The Guns of John Moses Browning: The Remarkable Story of the Inventor Whose Firearms Changed the World, by Nathan Gorenstein, Scribner, New York, 2021, $28
It is no exaggeration to say that inventor John Browning’s firearms changed the world. The holder of 128 firearm patents, he invented such seminal military guns as the Colt M1911 semiautomatic pistol, the Winchester Model 1897 pump-action shotgun, the M1895 gas-operated machine gun, the .50-caliber M2 (“Ma Deuce”) machine gun and the M1918 Browning Automatic Rifle (the BAR of World War II fame). According to author Nathan Gorenstein, manufacturers worldwide have rolled out an estimated 35–40 million firearms patterned after the inventor’s designs. That number, Gorenstein concedes, is almost certainly too low when one considers the countless knockoffs, as well as firearms influenced by Browning’s designs. “As Henry Ford was to automobiles, and Thomas Edison was to electricity,” the author writes, “Browning was to firearms.” Yet for most of his life the brilliant inventor remained obscure. Gorenstein aims to remedy that with this first comprehensive biography of Browning.
Browning came from humble, prodigious stock. Born in Ogden, Utah Territory, in 1855, he was the son of Mormon gunsmith Jonathan Browning, who with his three wives fathered 22 children. John (No. 13) tinkered in his father’s workshop from age 6 and by his mid-teens was a skilled metalworker who could repair or copy any gun dropped off at the shop. It was a living, but not enough for the talented and curious young man. As he’d handled virtually every available firearm, Browning’s mind hummed with ideas for improvements and entirely novel actions. “As soon as I started to make the gun,” he recalled, “I found my head so full of parts that my greatest difficulty was sorting them out.” Thinking in three dimensions, he eschewed blueprints in favor of trial-and-error cutting, chiseling, drilling and filing in the workshop. In 1879 the 24-year-old filed his first patent, for what would become the Model 1885 single-shot rifle, with Browning’s innovative and robust falling-block action—the debut design of many that remain in use today.

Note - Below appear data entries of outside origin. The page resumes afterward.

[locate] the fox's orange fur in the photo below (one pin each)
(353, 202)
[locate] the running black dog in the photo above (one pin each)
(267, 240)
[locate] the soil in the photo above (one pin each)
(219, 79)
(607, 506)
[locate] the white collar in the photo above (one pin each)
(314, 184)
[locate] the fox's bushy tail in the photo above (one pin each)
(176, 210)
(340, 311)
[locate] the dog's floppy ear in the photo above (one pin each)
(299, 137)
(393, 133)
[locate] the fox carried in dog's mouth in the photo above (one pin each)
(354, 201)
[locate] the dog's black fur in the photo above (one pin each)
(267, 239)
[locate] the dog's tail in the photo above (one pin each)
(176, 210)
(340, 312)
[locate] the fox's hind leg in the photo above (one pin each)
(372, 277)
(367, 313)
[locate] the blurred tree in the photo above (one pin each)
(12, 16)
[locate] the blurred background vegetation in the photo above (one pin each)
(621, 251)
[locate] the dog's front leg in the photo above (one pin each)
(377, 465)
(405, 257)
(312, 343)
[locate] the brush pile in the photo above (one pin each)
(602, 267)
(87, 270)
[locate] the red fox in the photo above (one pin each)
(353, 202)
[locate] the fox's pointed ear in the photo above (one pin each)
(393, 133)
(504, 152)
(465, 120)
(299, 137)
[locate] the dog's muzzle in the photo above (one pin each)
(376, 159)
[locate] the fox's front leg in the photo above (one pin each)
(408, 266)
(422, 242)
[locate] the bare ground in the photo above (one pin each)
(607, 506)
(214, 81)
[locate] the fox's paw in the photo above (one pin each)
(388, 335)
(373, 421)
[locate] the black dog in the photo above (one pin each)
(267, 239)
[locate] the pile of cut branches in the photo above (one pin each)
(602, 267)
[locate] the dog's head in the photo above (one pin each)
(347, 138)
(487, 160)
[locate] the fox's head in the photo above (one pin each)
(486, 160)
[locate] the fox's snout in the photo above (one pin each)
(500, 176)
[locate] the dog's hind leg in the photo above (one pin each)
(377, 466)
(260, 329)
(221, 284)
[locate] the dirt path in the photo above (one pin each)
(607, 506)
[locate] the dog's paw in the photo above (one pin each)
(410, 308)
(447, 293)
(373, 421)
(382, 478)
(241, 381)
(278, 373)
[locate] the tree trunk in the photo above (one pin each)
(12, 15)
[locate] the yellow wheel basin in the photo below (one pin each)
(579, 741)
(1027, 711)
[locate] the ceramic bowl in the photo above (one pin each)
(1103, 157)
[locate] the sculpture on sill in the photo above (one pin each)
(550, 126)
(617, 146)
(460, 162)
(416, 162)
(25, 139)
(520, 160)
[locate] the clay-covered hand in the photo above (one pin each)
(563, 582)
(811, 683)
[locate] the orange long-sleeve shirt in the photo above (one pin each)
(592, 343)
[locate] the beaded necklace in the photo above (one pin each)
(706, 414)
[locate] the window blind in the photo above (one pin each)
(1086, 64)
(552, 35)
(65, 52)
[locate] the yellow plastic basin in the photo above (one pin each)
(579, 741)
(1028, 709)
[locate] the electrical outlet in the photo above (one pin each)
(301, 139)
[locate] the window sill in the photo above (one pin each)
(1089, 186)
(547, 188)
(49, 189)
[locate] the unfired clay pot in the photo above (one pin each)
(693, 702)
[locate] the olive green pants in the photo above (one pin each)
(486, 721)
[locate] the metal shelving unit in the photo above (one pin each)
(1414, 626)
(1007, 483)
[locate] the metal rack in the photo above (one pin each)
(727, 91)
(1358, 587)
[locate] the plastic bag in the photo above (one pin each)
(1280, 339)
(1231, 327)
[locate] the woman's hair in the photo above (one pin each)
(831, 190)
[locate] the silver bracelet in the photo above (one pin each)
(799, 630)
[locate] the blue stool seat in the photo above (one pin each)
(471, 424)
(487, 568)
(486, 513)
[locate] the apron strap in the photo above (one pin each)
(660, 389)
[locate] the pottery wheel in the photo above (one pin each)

Working in partnership with the Winchester Repeating Arms Co., Browning went on to create the popular Models 1886, 1892, 1894 and 1895 lever-action rifles, as well as the Model 1887 lever-action shotgun and the Model 1897 pump-action shotgun (the devastating American “trench gun” of World War I that, ironically, drew diplomatic protests and threats of retaliation from Germany). When Browning ultimately sought royalties from Winchester rather than the single-fee payments he’d been receiving, the company declined, prompting him to pitch his designs to other manufacturers, including Remington, Savage, Stevens and Belgium’s Fabrique Nationale (FN). Perhaps the biggest beneficiary was Colt, which produced his M1895 “potato digger” (the world’s first successful gas-operated machine gun) and the M1911, history’s most enduring semiautomatic pistol design, variants of which remains in use by military and law enforcement organizations worldwide. Browning also invented the popular .45 ACP cartridge and a half dozen other cartridges of various calibers.
Gorenstein makes no bones about the dichotomy of the gun itself. “Firearms indisputably occupy both ends of a moral spectrum starting at good and ending at evil,” he writes. “Pistols, rifles and machine guns can defend a nation and liberate a people, or conquer a land and slaughter its inhabitants.” He is also cognizant of their undeniable influence on world events. “One is hard-pressed to cite a major historic event since the mid–19th century that was not started, finished or changed by a gun.” Integral to the development and improvement of that transformative tool was Browning. “His inventions,” the author notes, “changed how hunters hunted, how armies fought, how people protected themselves, how crimes were committed, what laws were passed and how people were killed, the innocent and guilty both.” Gorenstein delves into the details behind Browning’s designs and storied career, which brought him great wealth and, ultimately, the fame he’d largely avoided in his lifetime. That remarkable life ended in 1926 after the tireless 71-year-old inventor suffered a heart attack on the FN factory floor in interwar Belgium.